Los paisajes de Titán

De todos los cuerpos celestes del Sistema Solar, Titán, la mayor luna de Saturno, es el que presenta una geología más similar a la de la Tierra, con planicies, dunas, cráteres, valles y terrenos montañosos. Con una atmósfera densa y nubosa, con abundancia de nitrógeno a semejanza de la terrestre, ese satélite natural es el único objeto conocido de nuestro sistema que mantiene cuerpos líquidos estables en sus superficie: lagos, que en lugar de agua están formados por etano y metano, compuestos químicos que en la Tierra casi siempre se hallan en estado gaseoso.
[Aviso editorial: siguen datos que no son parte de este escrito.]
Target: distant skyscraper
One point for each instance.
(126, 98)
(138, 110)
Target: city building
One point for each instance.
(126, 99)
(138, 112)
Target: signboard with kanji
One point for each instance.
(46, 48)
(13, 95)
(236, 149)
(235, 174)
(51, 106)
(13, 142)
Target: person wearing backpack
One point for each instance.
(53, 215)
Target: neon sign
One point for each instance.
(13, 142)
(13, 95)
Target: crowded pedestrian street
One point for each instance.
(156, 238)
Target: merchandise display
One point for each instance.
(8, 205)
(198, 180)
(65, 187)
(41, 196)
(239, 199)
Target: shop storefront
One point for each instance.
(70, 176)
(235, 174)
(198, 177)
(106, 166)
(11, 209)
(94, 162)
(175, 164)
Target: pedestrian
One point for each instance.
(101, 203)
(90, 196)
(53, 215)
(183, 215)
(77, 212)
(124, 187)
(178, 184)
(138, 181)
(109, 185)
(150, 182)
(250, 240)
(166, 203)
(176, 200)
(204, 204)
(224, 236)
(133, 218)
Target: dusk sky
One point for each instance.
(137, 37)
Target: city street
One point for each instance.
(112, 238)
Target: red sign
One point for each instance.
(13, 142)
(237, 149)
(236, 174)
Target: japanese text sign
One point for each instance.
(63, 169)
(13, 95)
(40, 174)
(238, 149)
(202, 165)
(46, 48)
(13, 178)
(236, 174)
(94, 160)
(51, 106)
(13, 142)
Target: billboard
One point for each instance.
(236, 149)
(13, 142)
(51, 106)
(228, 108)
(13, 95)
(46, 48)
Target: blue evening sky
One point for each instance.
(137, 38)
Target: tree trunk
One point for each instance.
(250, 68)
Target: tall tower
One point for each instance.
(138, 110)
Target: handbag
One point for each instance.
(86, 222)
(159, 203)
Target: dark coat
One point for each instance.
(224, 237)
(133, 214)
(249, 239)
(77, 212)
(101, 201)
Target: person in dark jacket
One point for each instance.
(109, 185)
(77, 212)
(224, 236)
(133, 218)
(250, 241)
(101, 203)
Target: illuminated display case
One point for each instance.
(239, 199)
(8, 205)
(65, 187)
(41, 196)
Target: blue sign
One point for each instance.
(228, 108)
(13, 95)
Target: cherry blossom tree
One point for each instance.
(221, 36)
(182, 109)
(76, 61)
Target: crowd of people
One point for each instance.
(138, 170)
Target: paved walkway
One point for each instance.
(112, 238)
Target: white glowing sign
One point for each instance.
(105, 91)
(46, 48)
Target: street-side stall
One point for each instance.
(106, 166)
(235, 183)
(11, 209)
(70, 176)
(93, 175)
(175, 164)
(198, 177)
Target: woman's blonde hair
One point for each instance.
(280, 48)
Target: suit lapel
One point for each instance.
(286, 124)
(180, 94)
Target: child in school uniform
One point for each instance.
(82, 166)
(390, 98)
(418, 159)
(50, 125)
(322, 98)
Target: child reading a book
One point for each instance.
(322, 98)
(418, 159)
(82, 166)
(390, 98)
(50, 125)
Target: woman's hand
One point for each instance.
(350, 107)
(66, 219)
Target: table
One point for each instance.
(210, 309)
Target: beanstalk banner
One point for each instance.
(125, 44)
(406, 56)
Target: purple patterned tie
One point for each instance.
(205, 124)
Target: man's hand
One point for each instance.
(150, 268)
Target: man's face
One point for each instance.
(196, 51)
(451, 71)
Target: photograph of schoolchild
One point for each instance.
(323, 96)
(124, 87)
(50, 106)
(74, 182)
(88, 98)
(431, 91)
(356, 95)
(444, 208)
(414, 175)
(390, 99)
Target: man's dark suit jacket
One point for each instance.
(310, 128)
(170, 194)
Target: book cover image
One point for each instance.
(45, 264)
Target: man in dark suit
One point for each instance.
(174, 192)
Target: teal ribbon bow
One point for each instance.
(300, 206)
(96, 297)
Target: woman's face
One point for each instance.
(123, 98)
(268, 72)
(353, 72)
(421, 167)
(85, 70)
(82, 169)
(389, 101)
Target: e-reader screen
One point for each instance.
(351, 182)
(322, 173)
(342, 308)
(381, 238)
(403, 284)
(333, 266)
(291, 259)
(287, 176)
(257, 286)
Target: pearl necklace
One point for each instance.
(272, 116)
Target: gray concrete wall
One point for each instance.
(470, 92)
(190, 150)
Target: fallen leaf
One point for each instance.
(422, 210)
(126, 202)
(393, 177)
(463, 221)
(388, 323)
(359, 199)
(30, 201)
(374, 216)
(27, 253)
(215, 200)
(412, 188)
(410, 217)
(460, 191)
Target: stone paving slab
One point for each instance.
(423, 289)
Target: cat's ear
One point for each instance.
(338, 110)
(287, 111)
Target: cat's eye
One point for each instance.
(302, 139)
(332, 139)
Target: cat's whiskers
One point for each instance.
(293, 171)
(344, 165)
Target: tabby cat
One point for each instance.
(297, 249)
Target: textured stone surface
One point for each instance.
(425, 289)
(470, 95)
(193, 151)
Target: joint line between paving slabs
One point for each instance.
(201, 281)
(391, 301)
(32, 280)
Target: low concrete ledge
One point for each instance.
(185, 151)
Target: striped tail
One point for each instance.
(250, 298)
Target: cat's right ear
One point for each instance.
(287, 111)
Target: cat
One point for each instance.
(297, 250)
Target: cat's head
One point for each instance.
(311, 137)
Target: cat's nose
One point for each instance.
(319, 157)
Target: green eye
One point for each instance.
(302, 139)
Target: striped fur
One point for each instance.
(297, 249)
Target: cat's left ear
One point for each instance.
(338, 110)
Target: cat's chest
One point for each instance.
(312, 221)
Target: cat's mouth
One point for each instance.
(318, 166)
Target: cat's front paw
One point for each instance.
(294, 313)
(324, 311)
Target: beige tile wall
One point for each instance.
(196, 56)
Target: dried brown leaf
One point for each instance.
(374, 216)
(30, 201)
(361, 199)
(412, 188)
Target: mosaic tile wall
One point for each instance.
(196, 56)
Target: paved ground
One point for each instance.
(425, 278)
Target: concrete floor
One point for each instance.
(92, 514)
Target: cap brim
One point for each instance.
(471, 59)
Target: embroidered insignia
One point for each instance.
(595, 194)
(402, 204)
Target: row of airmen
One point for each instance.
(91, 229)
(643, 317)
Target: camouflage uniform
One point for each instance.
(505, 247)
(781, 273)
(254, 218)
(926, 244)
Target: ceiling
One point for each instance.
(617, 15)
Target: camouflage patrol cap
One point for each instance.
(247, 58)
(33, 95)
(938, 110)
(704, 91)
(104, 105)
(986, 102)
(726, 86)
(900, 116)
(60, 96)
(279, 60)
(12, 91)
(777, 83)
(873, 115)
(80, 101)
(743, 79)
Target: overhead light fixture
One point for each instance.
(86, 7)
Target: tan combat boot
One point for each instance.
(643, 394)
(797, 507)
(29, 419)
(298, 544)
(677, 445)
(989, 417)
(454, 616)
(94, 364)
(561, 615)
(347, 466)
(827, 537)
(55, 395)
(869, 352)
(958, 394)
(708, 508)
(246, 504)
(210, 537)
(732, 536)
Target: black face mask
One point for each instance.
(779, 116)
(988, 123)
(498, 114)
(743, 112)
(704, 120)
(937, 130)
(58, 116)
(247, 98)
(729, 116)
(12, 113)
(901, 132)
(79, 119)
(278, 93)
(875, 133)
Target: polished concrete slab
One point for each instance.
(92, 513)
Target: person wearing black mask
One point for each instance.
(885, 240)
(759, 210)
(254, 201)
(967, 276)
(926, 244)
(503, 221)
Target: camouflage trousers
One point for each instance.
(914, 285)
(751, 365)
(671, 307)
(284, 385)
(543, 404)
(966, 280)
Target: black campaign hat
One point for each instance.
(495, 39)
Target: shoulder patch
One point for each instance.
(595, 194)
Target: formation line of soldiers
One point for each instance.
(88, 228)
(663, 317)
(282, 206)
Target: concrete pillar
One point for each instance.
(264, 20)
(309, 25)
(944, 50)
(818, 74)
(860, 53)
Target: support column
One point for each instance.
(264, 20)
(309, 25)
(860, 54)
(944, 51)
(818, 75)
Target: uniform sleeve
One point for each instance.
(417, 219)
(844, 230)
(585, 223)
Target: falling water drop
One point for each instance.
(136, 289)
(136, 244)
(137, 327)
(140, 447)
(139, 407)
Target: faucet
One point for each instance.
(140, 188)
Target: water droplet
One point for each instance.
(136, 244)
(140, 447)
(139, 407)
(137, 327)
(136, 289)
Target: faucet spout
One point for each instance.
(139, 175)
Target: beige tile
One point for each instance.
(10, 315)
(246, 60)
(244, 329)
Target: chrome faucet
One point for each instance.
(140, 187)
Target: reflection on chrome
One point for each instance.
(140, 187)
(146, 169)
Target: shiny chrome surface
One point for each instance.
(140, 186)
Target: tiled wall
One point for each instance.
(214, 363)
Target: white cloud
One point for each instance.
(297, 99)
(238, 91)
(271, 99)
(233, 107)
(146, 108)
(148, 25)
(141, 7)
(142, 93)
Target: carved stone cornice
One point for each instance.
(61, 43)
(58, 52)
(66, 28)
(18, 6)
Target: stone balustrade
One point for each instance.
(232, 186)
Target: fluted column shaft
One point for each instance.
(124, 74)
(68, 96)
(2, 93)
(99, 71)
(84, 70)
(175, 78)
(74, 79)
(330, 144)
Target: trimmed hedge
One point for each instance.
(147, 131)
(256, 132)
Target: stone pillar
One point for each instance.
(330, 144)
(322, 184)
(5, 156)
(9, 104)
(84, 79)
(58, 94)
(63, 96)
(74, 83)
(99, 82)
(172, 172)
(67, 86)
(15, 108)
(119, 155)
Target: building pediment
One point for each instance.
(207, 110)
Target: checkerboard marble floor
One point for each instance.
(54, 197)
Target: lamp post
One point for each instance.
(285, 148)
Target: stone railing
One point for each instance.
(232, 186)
A partir de imágenes y datos recabados por la misión Cassini-Huygens, obtenidos entre 2004 y 2017, un equipo coordinado por la astrónoma brasileña Rosaly Lopes, del Laboratorio de Propulsión a Chorro de la Nasa, confeccionó el primer mapa geológico de la totalidad de la superficie de Titán (Nature Astronomy, 18 de noviembre). Según ese estudio, casi dos tercios del satélite (un 65%) están configurados por planicies. Las dunas de arena esculpidas por el viento, que se concentran en la región ecuatorial, se extienden por el 17% de la superficie de Titán y las áreas montañosas ocupan un 14%. Los valles que se formaron a partir de la erosión y las lluvias cubren un 1,5% de esa luna, y los lagos de metano y etano, confinados en los polos, otro 1,5%. “Sabíamos que Titán poseía vastas áreas planas, pero no esperábamos un porcentaje tan grande de llanura”, comenta Lopes. “Esa luna tiene vientos y un ciclo hidrológico activo, basado en el metano líquido, que ayudan a configurar su complejo paisaje geológico”.